Escritor

En la oficina donde trabajo hay una mujer jovencísima, de ojos negros, que habla muy poco y que es extraordinariamente guapa. Considero que esa mujer es en gran parte un hallazgo mío, porque quizá yo sólo sé de su extrema juventud, de la insondable tiniebla de sus ojos, de su belleza perturbadora, de los muchos sigilos y sobreentendidos que arrastra su silencio. Habrá quien haya descubierto por separado algunos de esos dones, pero nunca todos a la vez, que eso es lo que de verdad la define y la convierte en un ser único, tan único y original que el mundo no sería el mismo si ella de pronto no existiera. ¿Se imaginan ustedes la catástrofe?

Habrá quienes crean que es mayor de edad, que sus ojos son sólo grises o castaños, que su voz susurrante y sus rubores de doncella se deben más a su torpeza que a su timidez, y otras calumnias de ese estilo. Pero sólo yo sé la verdad exacta, aunque secreta, de este asunto. A veces la miro como si fuese una invención personal mía: mi obra maestra, de la que ahora me toca disfrutar y sentirme orgulloso. Por un lado, me gustaría proclamar su belleza, despertar a la gente de la distracción o la ignorancia en que suele vivir, removerla de su profunda pereza estética, para que todos pudieran participar del prodigio que, estando ante sus ojos, son incapaces de ver o de intuir. Pero por otro lado prefiero callarme el secreto y reservármelo para mí solo. ¡Anda y que se jodan! ¡Y que cada cual se curre sus propias maravillas!

A veces la sigo por la calle. Al pasar bajo las farolas, ya de noche, la luz la encuadra un instante en una vitrina o en un charco de lluvia para mostrarla al observador como un objeto precioso, una rara joya perteneciente al tesoro real de un imperio ya extinto. Verla caminar en la oscuridad, adivinar su silueta entre los árboles, es un motivo incansable de asombro. ¡Ella y la oscuridad! Ella borrada por la noche.
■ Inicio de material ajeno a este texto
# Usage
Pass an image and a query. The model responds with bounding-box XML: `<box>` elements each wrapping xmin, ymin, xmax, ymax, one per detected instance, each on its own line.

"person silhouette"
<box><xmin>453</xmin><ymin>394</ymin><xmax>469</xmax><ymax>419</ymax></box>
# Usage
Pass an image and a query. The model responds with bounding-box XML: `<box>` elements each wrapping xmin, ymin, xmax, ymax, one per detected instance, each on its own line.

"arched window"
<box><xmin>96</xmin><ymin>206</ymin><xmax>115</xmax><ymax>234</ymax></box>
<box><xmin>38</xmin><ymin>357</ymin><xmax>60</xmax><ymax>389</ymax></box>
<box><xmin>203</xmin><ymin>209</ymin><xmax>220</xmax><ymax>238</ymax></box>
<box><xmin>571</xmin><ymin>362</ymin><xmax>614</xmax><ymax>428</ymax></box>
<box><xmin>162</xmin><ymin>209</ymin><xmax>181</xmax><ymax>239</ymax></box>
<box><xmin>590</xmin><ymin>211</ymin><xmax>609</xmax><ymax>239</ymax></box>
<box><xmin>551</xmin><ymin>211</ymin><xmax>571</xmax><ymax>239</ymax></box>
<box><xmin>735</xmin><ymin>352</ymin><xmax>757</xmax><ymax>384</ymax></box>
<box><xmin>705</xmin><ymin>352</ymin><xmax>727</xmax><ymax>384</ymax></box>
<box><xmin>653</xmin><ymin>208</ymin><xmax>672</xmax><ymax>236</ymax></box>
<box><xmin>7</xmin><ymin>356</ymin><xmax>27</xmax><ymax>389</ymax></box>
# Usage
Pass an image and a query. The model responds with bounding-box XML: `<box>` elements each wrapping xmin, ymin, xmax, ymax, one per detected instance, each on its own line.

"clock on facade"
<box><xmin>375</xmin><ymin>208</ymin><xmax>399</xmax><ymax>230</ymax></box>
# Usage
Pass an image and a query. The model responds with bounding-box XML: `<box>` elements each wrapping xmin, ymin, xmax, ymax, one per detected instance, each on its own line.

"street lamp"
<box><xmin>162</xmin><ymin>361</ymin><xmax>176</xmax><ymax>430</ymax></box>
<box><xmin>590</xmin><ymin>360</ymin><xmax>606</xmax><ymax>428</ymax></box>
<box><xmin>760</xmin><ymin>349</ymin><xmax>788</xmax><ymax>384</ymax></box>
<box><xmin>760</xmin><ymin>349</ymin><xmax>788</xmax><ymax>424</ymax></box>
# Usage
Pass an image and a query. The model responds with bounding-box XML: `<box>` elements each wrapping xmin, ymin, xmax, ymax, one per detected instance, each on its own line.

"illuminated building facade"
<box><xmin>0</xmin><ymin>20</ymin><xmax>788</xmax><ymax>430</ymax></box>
Ella y sus muchos dones devueltos de pronto a la imaginación, en peligro de desaparecer si yo no cuido de ellos, ovejitas descarriadas de las que sólo se oyen sus esquilas remotas, los tacones en la acera, el viento en su falda, el susurro andante de sus cabellos, los pasos muertos en el barro. ¿Me van entendiendo ya ustedes?

Pero también les diré que tengo miedo de que un día se eche novio, y de que sus cualidades pasen desapercibidas para el ser amado. ¿Quién sino yo sabrá percibir hasta la locura el mínimo temblor de sus latidos cuando se queda absorta, la indolencia de sus manos pálidas y frágiles, el sobresalto de sus senos cuando un suspiro la conmueve, el presentimiento de su carne más íntima brillando apenas, como una fuentecita con musgo en la espesura más profunda del bosque? La vida casi siempre es injusta y cruel. Ganas me dan a veces de abandonarla, de no mirarla más, de dejarla que se convierta en lo que era cuando yo llegué aquí: una mujer anodina, charlatana y vulgar, como tantas otras. Igual que el artista rompe su mejor obra en un sagrado arrebato de cólera. Porque yo la rescaté de la mediocridad y es muy cansado esto de que una mujer dependa tanto de ti y de que ella además ni lo sospeche. Como mucho, me dice: hola. Y yo le respondo: hola, pero un poco huraño, casi sin mirarla, que es lo que ella se merece, mi indiferencia, sobre todo cuando sonríe, tan juvenil, y le brillan los ojos negros y se queda en silencio, sin saber a quién le debe esos encantos, como si fueran suyos de nación, la muy tonta, sin sospechar que bastaría que yo cambiara de trabajo, o dejara la ciudad o la vida, para que ella se esfumara de golpe, pluff, como las figuras y músicas de los sueños. Bastaría eso para que su belleza y su juventud se quedaran en nada, en ni siquiera la sombra de un recuerdo.

Ahora bien, lo que de verdad me gustaría es que también ella pensara de mí que soy único, irrepetible, la criatura más maravillosa del mundo, y entonces, ¡ah, entonces!, ¿para qué necesitaríamos la oficina, la ciudad, el país, el planeta, si nosotros solos nos bastaríamos y sobraríamos a nosotros mismos y no habría fantasía que no se hiciera realidad? Y si ustedes no me entienden, sólo me queda hacer causa común con aquello que dijo un gran poeta hace ya siglos: "Quien lo probó lo sabe". Así de simple y misterioso.